Modeling drug release

The drug-coated balloons are delivered by a catheter and inflated at the narrowed artery for about 30 seconds, sometimes longer. During that time, the balloon coating, containing a drug such as Zotarolimus, is released from the balloon. The properties of the coating allow the drug to be absorbed in the body’s tissues. Once the drug is released, the balloon is removed.
In their new study, Kolachalama, Edelman and colleagues set out to rigorously characterize the properties of the drug-coated balloons. After performing experiments in tissue grown in the lab and in pigs, they developed a computer model that explains the dynamics of drug release and distribution. They found that factors such as the size of the balloon, the duration of delivery time, and the composition of the drug coating all influence how long the drug stays at the injury site and how effectively it clears the arteries.
One significant finding is that when the drug is released, some of it sticks to the lining of the blood vessels. Over time, that drug is slowly released back into the tissue, which explains why the drug’s effects last much longer than the initial 30-second release period.
“This is the first time we can explain the reasons why drug-coated balloons can work,” Kolachalama says. “The study also offers areas where people can consider thinking about optimizing drug transfer and delivery.”
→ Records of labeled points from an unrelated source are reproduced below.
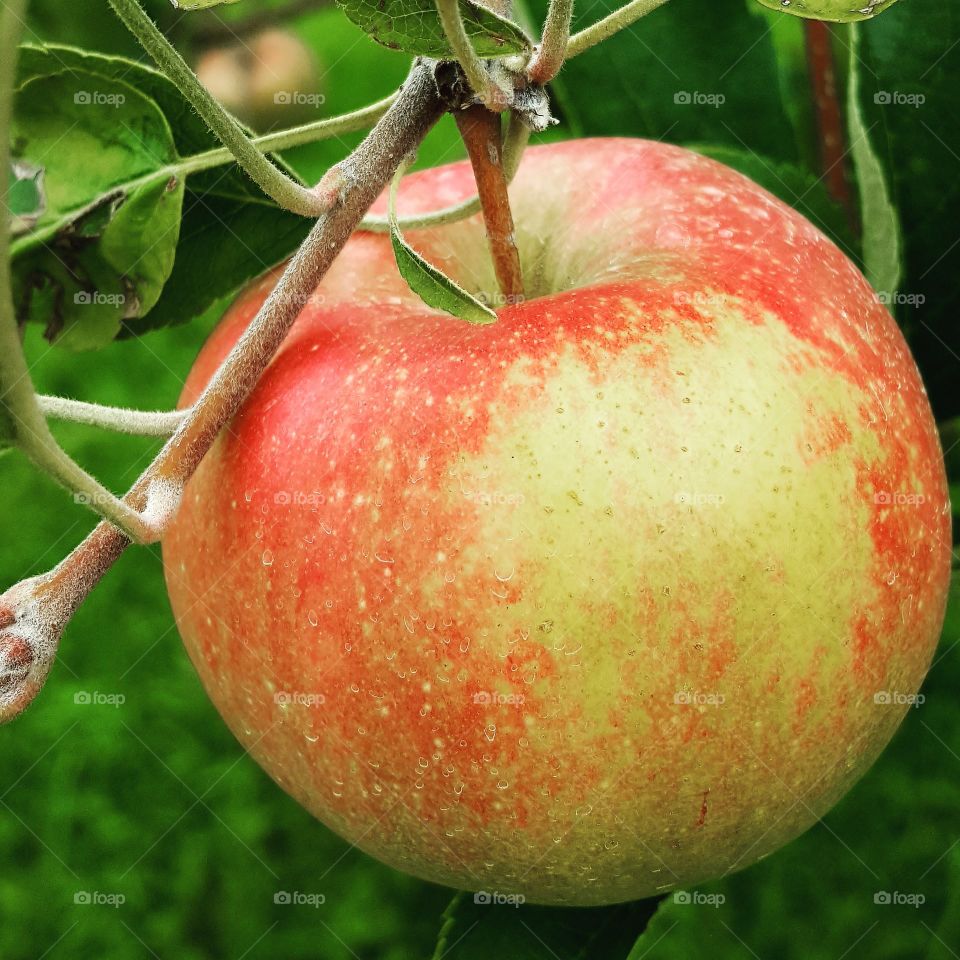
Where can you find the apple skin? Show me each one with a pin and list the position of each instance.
(594, 601)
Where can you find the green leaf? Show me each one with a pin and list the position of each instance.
(104, 244)
(414, 27)
(25, 196)
(431, 285)
(837, 11)
(881, 226)
(229, 230)
(199, 4)
(908, 97)
(476, 927)
(794, 185)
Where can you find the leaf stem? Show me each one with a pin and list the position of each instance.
(367, 171)
(456, 33)
(514, 143)
(210, 159)
(145, 423)
(275, 184)
(552, 51)
(610, 25)
(482, 136)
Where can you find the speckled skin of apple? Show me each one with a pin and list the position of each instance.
(597, 600)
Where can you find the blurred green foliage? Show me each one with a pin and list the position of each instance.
(154, 801)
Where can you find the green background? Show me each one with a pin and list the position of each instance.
(155, 801)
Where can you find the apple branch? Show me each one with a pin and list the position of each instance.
(552, 51)
(275, 184)
(611, 24)
(481, 134)
(21, 419)
(34, 612)
(144, 423)
(830, 125)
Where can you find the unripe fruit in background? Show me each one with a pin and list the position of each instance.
(271, 79)
(617, 594)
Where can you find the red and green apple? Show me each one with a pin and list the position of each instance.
(617, 594)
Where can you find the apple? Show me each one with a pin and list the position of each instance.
(270, 79)
(617, 594)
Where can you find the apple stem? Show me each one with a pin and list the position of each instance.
(829, 116)
(33, 613)
(287, 192)
(514, 143)
(481, 132)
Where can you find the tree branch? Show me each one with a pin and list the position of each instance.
(145, 423)
(481, 134)
(34, 613)
(830, 126)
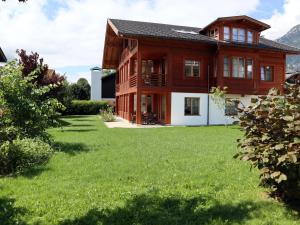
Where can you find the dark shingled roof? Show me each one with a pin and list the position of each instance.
(2, 56)
(166, 31)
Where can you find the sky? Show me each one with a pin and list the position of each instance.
(69, 34)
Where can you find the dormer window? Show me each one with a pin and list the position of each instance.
(226, 34)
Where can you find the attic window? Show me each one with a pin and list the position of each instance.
(185, 31)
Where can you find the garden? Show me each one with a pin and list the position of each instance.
(71, 169)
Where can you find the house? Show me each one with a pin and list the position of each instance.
(167, 71)
(102, 86)
(3, 59)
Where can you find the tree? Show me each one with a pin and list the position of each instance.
(44, 76)
(271, 141)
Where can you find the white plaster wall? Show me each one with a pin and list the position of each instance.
(96, 85)
(177, 109)
(216, 115)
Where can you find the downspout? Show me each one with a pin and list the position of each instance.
(208, 97)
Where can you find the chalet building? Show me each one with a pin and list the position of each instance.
(3, 59)
(165, 72)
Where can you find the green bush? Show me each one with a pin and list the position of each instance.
(22, 154)
(108, 115)
(85, 107)
(272, 141)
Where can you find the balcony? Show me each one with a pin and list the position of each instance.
(154, 80)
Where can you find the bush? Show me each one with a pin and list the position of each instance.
(108, 115)
(22, 154)
(272, 141)
(84, 107)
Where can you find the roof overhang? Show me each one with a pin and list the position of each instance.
(112, 47)
(260, 26)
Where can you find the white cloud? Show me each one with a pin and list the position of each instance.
(282, 22)
(76, 34)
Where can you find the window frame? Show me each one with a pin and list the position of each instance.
(232, 101)
(264, 68)
(191, 106)
(192, 68)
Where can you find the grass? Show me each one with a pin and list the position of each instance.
(177, 176)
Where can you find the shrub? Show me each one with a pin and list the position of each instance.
(22, 154)
(84, 107)
(272, 141)
(108, 115)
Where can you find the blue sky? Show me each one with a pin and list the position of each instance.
(69, 35)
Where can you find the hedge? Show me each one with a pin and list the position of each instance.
(85, 107)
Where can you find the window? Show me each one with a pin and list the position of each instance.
(192, 68)
(191, 106)
(241, 35)
(231, 107)
(250, 37)
(238, 34)
(226, 34)
(226, 68)
(235, 34)
(249, 68)
(266, 73)
(238, 67)
(147, 67)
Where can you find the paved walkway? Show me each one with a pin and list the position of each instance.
(121, 123)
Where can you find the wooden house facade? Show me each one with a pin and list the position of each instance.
(165, 72)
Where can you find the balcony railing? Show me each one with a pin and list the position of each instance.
(154, 80)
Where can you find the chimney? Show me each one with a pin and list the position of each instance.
(96, 84)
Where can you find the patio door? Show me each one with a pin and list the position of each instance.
(147, 104)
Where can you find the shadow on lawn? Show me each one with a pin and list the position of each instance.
(70, 148)
(9, 214)
(149, 209)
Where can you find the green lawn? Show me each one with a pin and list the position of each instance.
(163, 176)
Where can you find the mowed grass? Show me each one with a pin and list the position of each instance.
(162, 176)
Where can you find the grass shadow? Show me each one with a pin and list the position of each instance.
(151, 209)
(70, 148)
(9, 214)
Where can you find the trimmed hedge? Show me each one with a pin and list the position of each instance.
(85, 107)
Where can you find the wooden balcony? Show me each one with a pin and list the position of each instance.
(154, 80)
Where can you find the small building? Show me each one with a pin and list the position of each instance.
(166, 71)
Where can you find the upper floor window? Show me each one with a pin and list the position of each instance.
(192, 68)
(226, 67)
(147, 67)
(249, 68)
(238, 67)
(250, 37)
(266, 73)
(226, 34)
(238, 34)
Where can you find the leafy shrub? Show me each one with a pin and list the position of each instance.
(85, 107)
(272, 141)
(23, 105)
(21, 154)
(108, 115)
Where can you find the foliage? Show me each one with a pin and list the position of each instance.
(107, 115)
(272, 141)
(80, 90)
(85, 107)
(21, 154)
(23, 106)
(44, 76)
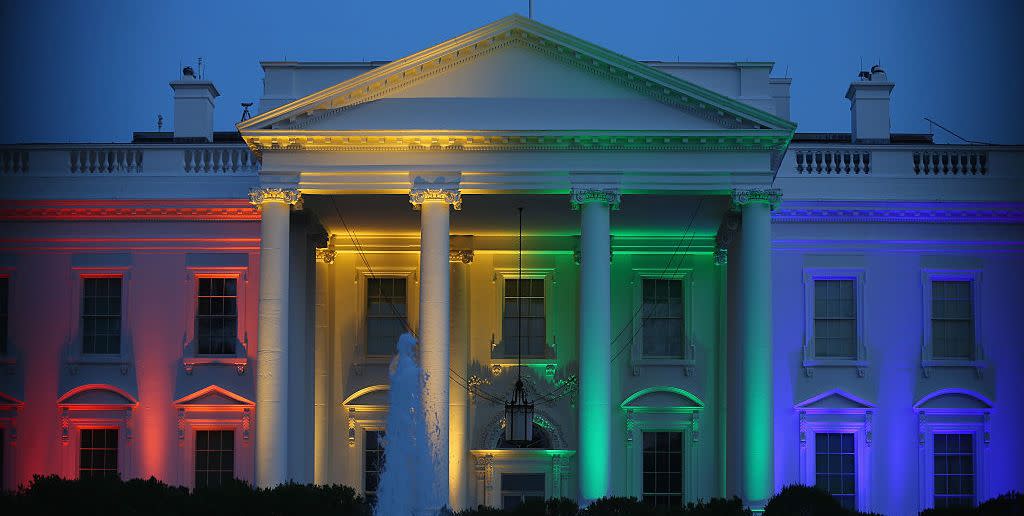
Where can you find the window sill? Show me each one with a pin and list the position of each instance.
(97, 359)
(688, 364)
(240, 362)
(860, 366)
(977, 366)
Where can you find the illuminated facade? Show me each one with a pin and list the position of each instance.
(715, 303)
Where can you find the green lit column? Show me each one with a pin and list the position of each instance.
(755, 344)
(595, 341)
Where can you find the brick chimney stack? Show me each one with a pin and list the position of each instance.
(869, 96)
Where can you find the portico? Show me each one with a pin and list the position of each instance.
(635, 195)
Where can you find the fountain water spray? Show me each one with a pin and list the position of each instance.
(409, 480)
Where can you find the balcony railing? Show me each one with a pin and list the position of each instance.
(127, 159)
(903, 161)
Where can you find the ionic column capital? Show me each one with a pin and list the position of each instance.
(770, 197)
(579, 197)
(418, 196)
(325, 255)
(260, 196)
(461, 256)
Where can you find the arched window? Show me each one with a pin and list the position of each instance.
(542, 440)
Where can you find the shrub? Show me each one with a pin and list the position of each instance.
(799, 500)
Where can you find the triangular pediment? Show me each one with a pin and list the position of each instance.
(514, 74)
(835, 399)
(95, 395)
(213, 396)
(663, 399)
(955, 399)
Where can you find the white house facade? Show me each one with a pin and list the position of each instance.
(714, 303)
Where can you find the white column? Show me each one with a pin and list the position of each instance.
(433, 205)
(322, 357)
(271, 355)
(753, 438)
(459, 402)
(595, 341)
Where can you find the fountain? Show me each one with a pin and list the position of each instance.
(409, 480)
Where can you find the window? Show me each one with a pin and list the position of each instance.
(98, 454)
(525, 295)
(954, 470)
(663, 469)
(101, 315)
(3, 316)
(835, 318)
(663, 318)
(952, 319)
(373, 463)
(214, 457)
(836, 466)
(520, 487)
(386, 312)
(217, 315)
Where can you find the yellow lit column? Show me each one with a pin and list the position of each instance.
(595, 341)
(433, 205)
(322, 357)
(271, 354)
(459, 402)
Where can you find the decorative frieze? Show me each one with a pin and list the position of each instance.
(461, 255)
(325, 255)
(771, 197)
(418, 196)
(580, 197)
(266, 195)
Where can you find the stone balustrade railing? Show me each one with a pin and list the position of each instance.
(127, 159)
(903, 161)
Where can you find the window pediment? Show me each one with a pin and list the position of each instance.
(835, 399)
(213, 396)
(374, 395)
(663, 399)
(96, 396)
(954, 399)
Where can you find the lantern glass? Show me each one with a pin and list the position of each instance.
(519, 423)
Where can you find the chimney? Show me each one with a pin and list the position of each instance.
(194, 106)
(869, 106)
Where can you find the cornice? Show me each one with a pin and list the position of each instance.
(902, 213)
(580, 197)
(226, 210)
(518, 31)
(258, 197)
(420, 141)
(420, 195)
(770, 197)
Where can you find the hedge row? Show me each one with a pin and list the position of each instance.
(51, 495)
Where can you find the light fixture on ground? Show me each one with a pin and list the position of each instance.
(518, 411)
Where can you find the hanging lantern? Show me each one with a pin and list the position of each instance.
(519, 417)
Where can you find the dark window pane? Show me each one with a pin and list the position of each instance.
(662, 318)
(216, 315)
(836, 468)
(214, 457)
(663, 471)
(98, 453)
(101, 315)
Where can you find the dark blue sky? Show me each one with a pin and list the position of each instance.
(90, 71)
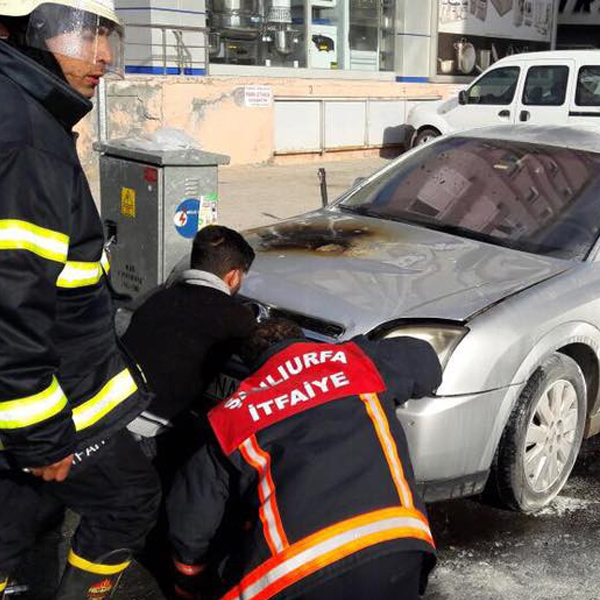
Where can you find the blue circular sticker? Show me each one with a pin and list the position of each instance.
(187, 218)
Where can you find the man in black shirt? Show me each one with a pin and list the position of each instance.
(183, 334)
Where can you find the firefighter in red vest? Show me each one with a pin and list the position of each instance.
(308, 479)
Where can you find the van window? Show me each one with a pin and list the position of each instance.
(497, 87)
(546, 86)
(588, 87)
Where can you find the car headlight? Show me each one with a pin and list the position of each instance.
(443, 338)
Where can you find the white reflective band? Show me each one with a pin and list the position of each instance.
(116, 391)
(270, 513)
(20, 235)
(325, 552)
(390, 450)
(31, 410)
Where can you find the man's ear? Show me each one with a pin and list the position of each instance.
(233, 279)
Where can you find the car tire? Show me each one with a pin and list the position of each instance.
(425, 135)
(542, 438)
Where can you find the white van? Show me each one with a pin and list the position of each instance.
(558, 87)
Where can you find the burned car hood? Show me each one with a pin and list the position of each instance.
(360, 272)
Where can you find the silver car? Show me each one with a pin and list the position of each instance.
(486, 245)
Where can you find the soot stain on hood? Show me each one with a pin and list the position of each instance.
(343, 237)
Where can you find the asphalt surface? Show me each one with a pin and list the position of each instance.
(484, 553)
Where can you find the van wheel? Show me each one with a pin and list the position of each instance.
(542, 439)
(425, 135)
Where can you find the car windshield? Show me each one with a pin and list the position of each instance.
(539, 199)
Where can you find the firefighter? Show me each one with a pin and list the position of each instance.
(308, 477)
(67, 392)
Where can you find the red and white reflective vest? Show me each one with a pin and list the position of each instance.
(310, 452)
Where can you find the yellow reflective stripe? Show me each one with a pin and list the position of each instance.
(104, 262)
(21, 235)
(30, 410)
(116, 391)
(79, 274)
(90, 567)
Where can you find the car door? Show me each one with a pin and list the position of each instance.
(546, 92)
(491, 100)
(585, 106)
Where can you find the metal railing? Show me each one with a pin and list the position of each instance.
(178, 55)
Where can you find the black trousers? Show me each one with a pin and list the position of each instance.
(394, 577)
(112, 487)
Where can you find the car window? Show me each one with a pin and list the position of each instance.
(588, 86)
(525, 196)
(546, 86)
(498, 87)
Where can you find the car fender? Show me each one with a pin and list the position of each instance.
(422, 117)
(574, 332)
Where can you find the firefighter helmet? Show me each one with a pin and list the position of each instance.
(87, 30)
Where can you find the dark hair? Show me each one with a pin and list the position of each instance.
(266, 334)
(219, 250)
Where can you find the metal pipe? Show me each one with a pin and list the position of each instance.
(101, 108)
(322, 174)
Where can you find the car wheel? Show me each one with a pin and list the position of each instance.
(425, 135)
(542, 438)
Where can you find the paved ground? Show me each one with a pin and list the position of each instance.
(485, 553)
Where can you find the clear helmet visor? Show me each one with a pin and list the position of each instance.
(78, 34)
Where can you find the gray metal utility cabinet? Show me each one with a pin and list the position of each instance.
(152, 203)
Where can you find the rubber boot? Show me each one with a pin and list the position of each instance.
(85, 580)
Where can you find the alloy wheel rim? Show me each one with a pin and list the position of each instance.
(550, 436)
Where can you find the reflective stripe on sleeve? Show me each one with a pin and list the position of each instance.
(30, 410)
(388, 444)
(104, 262)
(81, 274)
(21, 235)
(96, 568)
(269, 511)
(115, 392)
(328, 546)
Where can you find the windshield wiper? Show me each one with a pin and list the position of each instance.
(363, 210)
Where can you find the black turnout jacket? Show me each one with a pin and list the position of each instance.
(312, 458)
(63, 382)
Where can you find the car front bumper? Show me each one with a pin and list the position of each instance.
(452, 441)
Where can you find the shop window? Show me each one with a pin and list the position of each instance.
(316, 34)
(546, 86)
(588, 87)
(497, 87)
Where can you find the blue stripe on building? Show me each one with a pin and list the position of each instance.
(176, 10)
(141, 70)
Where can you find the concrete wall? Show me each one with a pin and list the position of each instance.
(214, 112)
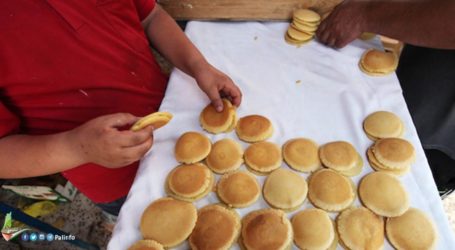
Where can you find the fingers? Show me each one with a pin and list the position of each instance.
(214, 96)
(233, 93)
(323, 33)
(129, 138)
(136, 152)
(120, 120)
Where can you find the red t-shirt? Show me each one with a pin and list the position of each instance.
(63, 63)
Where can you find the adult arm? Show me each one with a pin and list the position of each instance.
(427, 23)
(98, 141)
(167, 37)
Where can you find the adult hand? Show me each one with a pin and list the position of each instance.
(218, 85)
(101, 142)
(346, 22)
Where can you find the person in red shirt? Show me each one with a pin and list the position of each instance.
(75, 74)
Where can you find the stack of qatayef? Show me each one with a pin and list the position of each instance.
(304, 25)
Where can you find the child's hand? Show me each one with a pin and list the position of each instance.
(101, 142)
(218, 85)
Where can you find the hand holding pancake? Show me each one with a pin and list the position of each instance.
(101, 141)
(218, 85)
(344, 24)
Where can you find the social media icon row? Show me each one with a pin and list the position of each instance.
(37, 236)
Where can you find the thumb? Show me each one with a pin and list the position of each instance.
(121, 119)
(215, 97)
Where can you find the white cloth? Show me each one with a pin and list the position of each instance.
(312, 91)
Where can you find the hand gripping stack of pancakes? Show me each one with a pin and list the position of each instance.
(334, 220)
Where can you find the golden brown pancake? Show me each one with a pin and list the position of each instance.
(157, 120)
(359, 228)
(376, 165)
(238, 189)
(298, 35)
(217, 227)
(254, 128)
(218, 122)
(226, 156)
(307, 15)
(339, 155)
(189, 182)
(330, 190)
(292, 41)
(356, 170)
(313, 229)
(412, 230)
(263, 157)
(168, 221)
(382, 124)
(383, 194)
(192, 147)
(266, 229)
(285, 189)
(377, 63)
(146, 245)
(301, 154)
(394, 153)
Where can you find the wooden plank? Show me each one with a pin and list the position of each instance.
(241, 9)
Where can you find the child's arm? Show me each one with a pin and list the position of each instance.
(167, 37)
(97, 141)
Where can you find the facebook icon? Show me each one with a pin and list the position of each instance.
(24, 236)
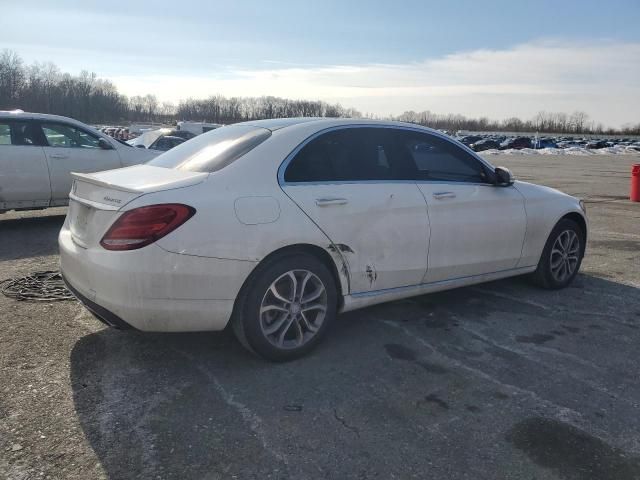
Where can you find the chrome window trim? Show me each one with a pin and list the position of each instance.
(285, 163)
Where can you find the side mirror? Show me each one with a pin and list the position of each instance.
(504, 177)
(103, 144)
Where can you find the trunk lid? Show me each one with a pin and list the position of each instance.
(96, 198)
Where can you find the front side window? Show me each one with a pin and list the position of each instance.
(61, 135)
(213, 150)
(5, 134)
(435, 158)
(19, 133)
(344, 155)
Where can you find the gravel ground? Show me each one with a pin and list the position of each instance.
(501, 380)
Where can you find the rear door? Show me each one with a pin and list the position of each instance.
(476, 227)
(24, 176)
(344, 181)
(73, 149)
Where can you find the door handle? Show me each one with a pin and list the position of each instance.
(324, 202)
(443, 195)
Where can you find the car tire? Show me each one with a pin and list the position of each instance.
(561, 257)
(284, 310)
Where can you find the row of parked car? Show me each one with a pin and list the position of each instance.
(482, 142)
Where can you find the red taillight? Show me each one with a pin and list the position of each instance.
(142, 226)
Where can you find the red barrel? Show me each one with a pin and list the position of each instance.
(634, 195)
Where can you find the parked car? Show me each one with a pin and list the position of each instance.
(278, 225)
(485, 144)
(166, 142)
(594, 144)
(38, 152)
(469, 139)
(517, 143)
(546, 143)
(149, 138)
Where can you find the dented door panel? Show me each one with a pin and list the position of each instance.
(380, 229)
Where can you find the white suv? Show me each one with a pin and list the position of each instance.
(38, 152)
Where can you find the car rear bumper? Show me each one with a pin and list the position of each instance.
(151, 289)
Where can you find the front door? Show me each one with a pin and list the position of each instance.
(71, 149)
(476, 227)
(344, 181)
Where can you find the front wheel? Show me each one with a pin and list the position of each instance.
(561, 257)
(286, 307)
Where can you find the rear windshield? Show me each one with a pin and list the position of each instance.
(213, 150)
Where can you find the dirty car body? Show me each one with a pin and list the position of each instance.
(38, 152)
(277, 225)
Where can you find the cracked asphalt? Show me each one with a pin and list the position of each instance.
(501, 380)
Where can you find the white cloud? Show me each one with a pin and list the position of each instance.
(599, 78)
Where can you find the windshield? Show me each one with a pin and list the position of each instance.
(213, 150)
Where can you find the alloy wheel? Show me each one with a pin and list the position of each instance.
(293, 309)
(565, 255)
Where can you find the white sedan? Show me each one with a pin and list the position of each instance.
(38, 152)
(278, 225)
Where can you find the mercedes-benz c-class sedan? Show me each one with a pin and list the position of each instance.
(276, 226)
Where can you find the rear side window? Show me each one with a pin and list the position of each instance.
(19, 133)
(5, 134)
(213, 150)
(62, 135)
(435, 158)
(349, 154)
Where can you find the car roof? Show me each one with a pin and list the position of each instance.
(20, 115)
(328, 122)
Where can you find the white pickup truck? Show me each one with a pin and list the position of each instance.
(38, 152)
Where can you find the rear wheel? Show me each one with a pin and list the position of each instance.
(561, 257)
(286, 307)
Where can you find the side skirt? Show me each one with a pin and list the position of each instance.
(365, 299)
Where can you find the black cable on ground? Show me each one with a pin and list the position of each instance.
(36, 287)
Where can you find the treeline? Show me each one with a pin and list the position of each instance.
(44, 88)
(544, 122)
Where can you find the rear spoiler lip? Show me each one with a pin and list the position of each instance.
(98, 205)
(91, 179)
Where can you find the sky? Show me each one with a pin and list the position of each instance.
(495, 59)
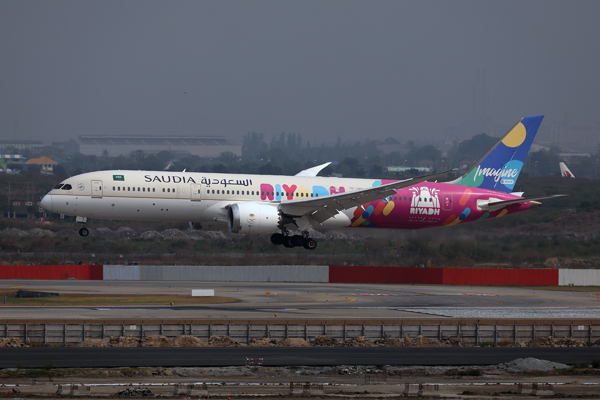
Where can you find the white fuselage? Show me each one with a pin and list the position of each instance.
(187, 196)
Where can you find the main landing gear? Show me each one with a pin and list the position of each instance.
(84, 231)
(294, 241)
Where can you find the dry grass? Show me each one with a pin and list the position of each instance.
(84, 299)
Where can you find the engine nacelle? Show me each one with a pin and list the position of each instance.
(253, 217)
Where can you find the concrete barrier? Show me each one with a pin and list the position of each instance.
(578, 277)
(308, 273)
(203, 293)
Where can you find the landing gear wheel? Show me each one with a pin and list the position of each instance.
(287, 242)
(297, 240)
(310, 244)
(277, 238)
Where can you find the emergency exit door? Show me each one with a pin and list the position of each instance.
(96, 188)
(196, 192)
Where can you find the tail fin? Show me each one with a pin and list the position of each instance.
(565, 171)
(499, 168)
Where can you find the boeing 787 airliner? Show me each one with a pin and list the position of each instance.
(280, 205)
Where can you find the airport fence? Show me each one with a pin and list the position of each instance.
(70, 334)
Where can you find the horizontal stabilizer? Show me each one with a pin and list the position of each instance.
(313, 171)
(495, 204)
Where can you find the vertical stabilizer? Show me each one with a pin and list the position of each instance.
(565, 171)
(500, 167)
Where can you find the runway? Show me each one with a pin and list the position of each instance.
(70, 357)
(313, 301)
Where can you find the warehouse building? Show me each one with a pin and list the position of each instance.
(203, 146)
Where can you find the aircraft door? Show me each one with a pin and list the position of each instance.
(447, 202)
(97, 189)
(195, 192)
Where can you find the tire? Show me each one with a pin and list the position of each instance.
(310, 244)
(277, 238)
(287, 242)
(297, 240)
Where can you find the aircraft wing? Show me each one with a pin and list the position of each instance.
(323, 208)
(491, 205)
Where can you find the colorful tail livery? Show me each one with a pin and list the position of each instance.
(565, 171)
(499, 168)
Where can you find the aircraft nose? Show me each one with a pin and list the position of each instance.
(47, 202)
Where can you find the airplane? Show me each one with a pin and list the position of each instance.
(565, 171)
(280, 205)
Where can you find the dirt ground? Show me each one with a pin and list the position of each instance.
(343, 382)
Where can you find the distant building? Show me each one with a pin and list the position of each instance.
(20, 144)
(8, 162)
(47, 164)
(203, 146)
http://circ.ahajournals.org/content/127/20/2047.short  
http://www.mit.edu/people/vbk/Circulation_2013.pdf 
http://www.sciencedaily.com/…13/05/130521121513.ht…    
Circulation, 2013; 127 (20): 2047 – 2055
http://dx.doi.org/10.1161/CIRCULATIONAHA.113.002051;

 

Conclusion

MIT’s Edelman’s Lab conducted the pioneering work in Vascular biology, animal models of drug eluting stents and was at the forefront of Empirical Molecular Cardiology in its studies in vascular physiology, biology and biomaterials for medical devices.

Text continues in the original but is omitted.